In the past, the Seattle Archdiocese's independent review panel, called the special-cases committee, has allowed some priests who have been found guilty of an "isolated incident" to resume ministry, Brunett said. "If we understand the charter, that will not be the case" from now on.
But little else will have to be done in Seattle to conform with the policy, he said.
"We in the Archdiocese of Seattle already have had in place a policy that is actually better than the policy they came up with (in Dallas)," said Brunett. "They didn't add anything to what we've already been doing for 15 years."
Brunett said his archdiocese also has checks and balances not required by the national policy, such as having a probation officer check up on priests who have abused, and doing forensic testing and evaluation of anyone who's been an offender.
One minor change
About the only thing the archdiocese would do differently immediately in light of the new policy, Brunett said, would be to recheck its files on priests and see if any "fall under the definition of this charter."
Those who do — in other words, those who are found to have had allegations of abuse of a minor in their records — would come before the archdiocese's special-cases committee. The committee then would make a recommendation as to whether removal from ministry was called for.
Brunett doesn't expect there to be many — if any — priests who would have to be removed under the new policy.

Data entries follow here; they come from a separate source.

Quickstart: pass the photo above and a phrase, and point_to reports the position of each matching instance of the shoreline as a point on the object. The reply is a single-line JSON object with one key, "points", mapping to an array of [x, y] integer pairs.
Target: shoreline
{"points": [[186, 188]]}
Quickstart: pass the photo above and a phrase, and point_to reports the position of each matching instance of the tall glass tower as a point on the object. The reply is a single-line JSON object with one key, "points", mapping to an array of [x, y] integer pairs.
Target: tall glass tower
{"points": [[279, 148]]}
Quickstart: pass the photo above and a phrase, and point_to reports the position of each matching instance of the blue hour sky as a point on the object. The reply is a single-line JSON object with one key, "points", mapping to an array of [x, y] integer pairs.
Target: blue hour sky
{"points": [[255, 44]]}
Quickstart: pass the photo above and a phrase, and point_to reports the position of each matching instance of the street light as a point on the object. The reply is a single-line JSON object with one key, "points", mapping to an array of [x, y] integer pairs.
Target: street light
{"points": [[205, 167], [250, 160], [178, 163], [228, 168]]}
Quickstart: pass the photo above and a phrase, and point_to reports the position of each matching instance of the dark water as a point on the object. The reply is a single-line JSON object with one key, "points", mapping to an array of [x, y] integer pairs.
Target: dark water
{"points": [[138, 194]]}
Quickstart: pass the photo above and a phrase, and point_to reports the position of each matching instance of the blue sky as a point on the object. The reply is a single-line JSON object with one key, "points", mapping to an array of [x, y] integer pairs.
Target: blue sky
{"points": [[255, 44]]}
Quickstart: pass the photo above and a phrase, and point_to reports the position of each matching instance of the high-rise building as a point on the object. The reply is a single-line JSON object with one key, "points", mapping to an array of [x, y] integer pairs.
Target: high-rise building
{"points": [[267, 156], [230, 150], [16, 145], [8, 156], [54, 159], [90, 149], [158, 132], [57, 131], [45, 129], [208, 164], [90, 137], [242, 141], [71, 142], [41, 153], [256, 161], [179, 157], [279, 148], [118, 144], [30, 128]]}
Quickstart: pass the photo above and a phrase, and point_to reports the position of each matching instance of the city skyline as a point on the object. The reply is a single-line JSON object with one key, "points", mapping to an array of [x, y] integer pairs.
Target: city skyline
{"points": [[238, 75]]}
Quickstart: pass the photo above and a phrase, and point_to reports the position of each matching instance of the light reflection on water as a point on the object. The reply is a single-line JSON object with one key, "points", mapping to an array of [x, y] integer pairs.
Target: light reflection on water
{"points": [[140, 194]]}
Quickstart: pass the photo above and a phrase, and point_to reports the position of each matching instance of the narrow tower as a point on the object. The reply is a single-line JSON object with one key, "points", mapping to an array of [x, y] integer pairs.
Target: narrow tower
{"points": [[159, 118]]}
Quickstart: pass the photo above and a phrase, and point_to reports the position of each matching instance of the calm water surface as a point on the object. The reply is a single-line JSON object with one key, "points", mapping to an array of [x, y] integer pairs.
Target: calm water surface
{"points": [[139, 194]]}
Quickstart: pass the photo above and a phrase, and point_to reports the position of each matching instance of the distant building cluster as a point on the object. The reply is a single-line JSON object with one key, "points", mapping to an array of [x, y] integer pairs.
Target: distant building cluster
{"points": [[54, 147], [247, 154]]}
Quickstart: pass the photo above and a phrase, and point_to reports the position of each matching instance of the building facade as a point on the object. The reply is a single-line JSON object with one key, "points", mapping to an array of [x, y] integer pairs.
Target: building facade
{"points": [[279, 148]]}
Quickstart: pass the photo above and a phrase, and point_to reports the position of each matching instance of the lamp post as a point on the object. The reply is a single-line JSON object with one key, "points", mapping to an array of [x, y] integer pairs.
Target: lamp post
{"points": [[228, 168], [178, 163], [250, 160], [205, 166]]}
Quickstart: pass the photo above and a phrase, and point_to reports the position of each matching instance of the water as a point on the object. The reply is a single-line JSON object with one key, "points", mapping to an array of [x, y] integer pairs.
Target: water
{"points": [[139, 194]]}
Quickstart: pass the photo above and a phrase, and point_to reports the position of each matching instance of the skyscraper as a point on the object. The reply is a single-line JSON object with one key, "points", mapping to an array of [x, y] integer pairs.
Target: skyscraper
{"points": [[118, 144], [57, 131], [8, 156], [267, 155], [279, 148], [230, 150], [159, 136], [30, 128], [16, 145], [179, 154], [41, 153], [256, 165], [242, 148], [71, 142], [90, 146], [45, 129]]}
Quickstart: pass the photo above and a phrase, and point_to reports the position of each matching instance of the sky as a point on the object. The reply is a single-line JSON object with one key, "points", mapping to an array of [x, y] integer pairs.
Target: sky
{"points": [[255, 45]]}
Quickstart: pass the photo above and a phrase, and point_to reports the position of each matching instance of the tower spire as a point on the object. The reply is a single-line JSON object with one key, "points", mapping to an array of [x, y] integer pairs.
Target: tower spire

In the Spokane Diocese — which also has had many of the requirements in the new policy in place for more than a decade — Skylstad said he would expand the current special-cases committee from five people to about eight and have it meet on a more regular basis. The committee has met about once or twice in the last year and a half.
Skylstad also wants his diocese to come up with ways to better minister to victims and to hold open discussions both within the priesthood and with the lay community on issues such as abuse and intimacy.

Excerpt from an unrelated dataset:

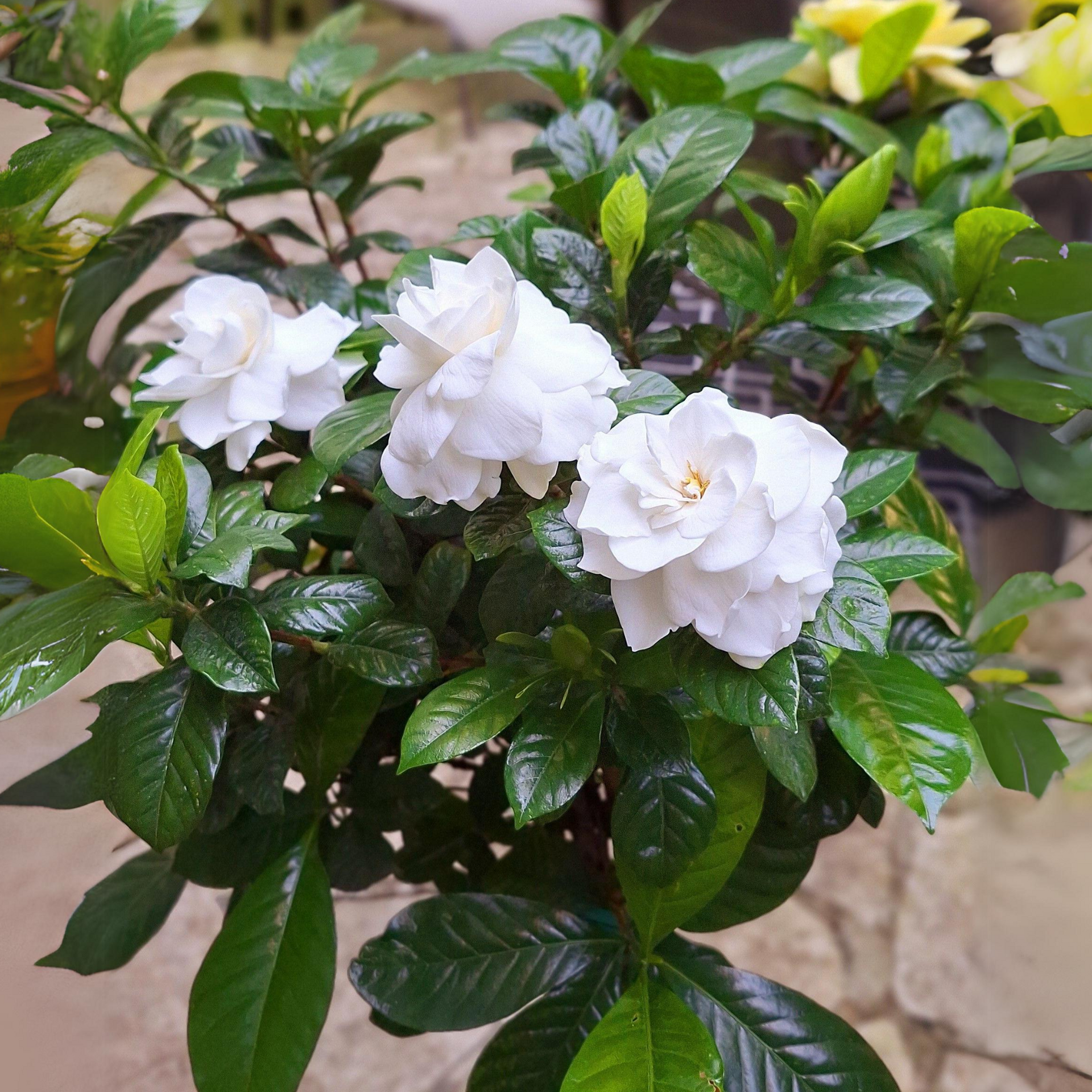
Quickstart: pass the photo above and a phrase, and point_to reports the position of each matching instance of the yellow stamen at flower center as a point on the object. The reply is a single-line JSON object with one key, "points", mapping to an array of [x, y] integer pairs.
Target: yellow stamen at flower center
{"points": [[695, 484]]}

On the issue of sanctions against bishops, Skylstad said that in closed executive sessions during the meeting last week, some bishops expressed strong support for more systems of accountability for bishops, as well as priests.
The policy also creates a national review panel that would audit every diocese to see if the bishops are complying with the new standards. Gov. Frank Keating of Oklahoma, a Catholic, was chosen to chair the panel. He has said he would ask the pope to remove bishops who are found to have covered up cases of child sexual abuse.
Given the wide margin by which the policy passed, Skylstad said he expects the Vatican to act quickly — approving it within the month.
The 239-13 vote, he said, was "a powerful endorsement of the document. I think there's such solidarity amongst bishops."